Q: My wife and I are in our 80s and in good health. We have no real estate or debts. Our possessions are minimal. We have money-market accounts and CDs, but the amounts are nowhere near estate-tax level. We plan to leave our estate to our three children and four charities. Can this be accomplished with seven money-market accounts in the names of my wife and myself, with the other eventual recipients listed as PODs (pay on death)? We have a checking account in which our son is a partner. A list of all personal items and designated heirs will be held by all three children. It looks to me as if things should work smoothly. What do you think?
H.D.W., Logan, Utah
A: Your "targeted bucket" estate plan approach sounds simple. "But the devil, as usual, is in the details," says Raymond Benton, a certified financial planner in Denver.
Unless the assets in each of the proposed accounts are left untouched and the amounts are identical, problems may arise, says Mr. Benton.
As you access the accounts to pay expenses, and since CDs and money markets earn differing amounts, Benton believes that over time, some accounts will be bigger than others.

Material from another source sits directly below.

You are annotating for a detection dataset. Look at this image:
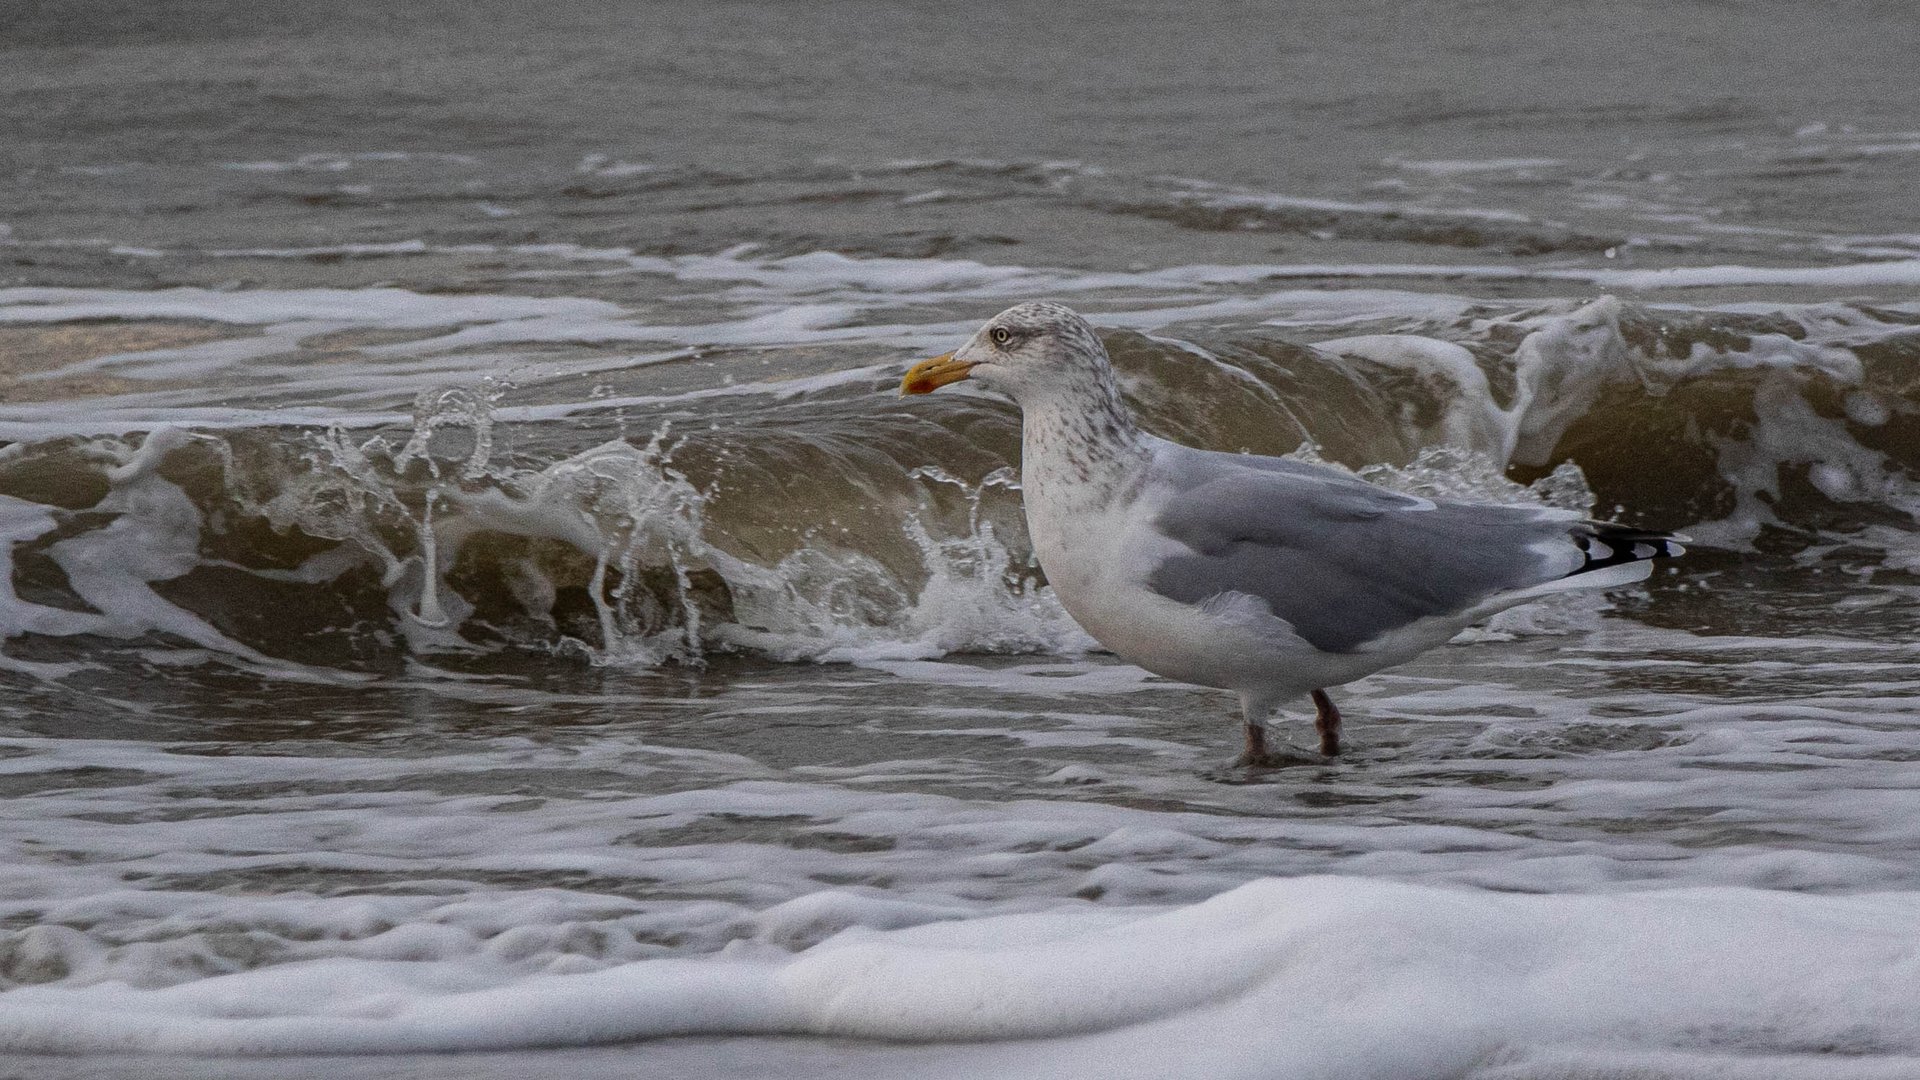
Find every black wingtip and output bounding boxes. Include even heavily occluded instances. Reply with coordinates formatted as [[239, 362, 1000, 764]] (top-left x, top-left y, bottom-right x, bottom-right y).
[[1568, 523, 1687, 577]]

While the distributions at death will be smooth - the accounts will pass to the named beneficiary - the final amounts given may not be perceived as equitable by your heirs.
You also say that your son is a "partner" on your bank account. If it is held as "joint tenancy with right of survivorship," it will pass directly to your son. Thus, any of his creditors might be able to dun his portion of the account even during your lifetimes. These problems can be avoided by registering the son as power of attorney on the account rather than as a joint owner.
And, Benton asks, what about disability or incapacity? If your power of attorney is not specified as "durable," it may lose efficacy in the event of your disability. If it was written for financial purposes, it may not contain language specific to let health decisions be made on your behalf.
A revocable living trust or a "standby" trust might be a better solution and would provide better protection against conservatorship or guardianship proceedings. Benton points out that the need for security, flexibility, and stability in planning for smaller estates is more urgent than for larger ones, since resources are more limited and mistakes can be more damaging. A good resource on these issues is www.nolo.com, which contains self-help legal information.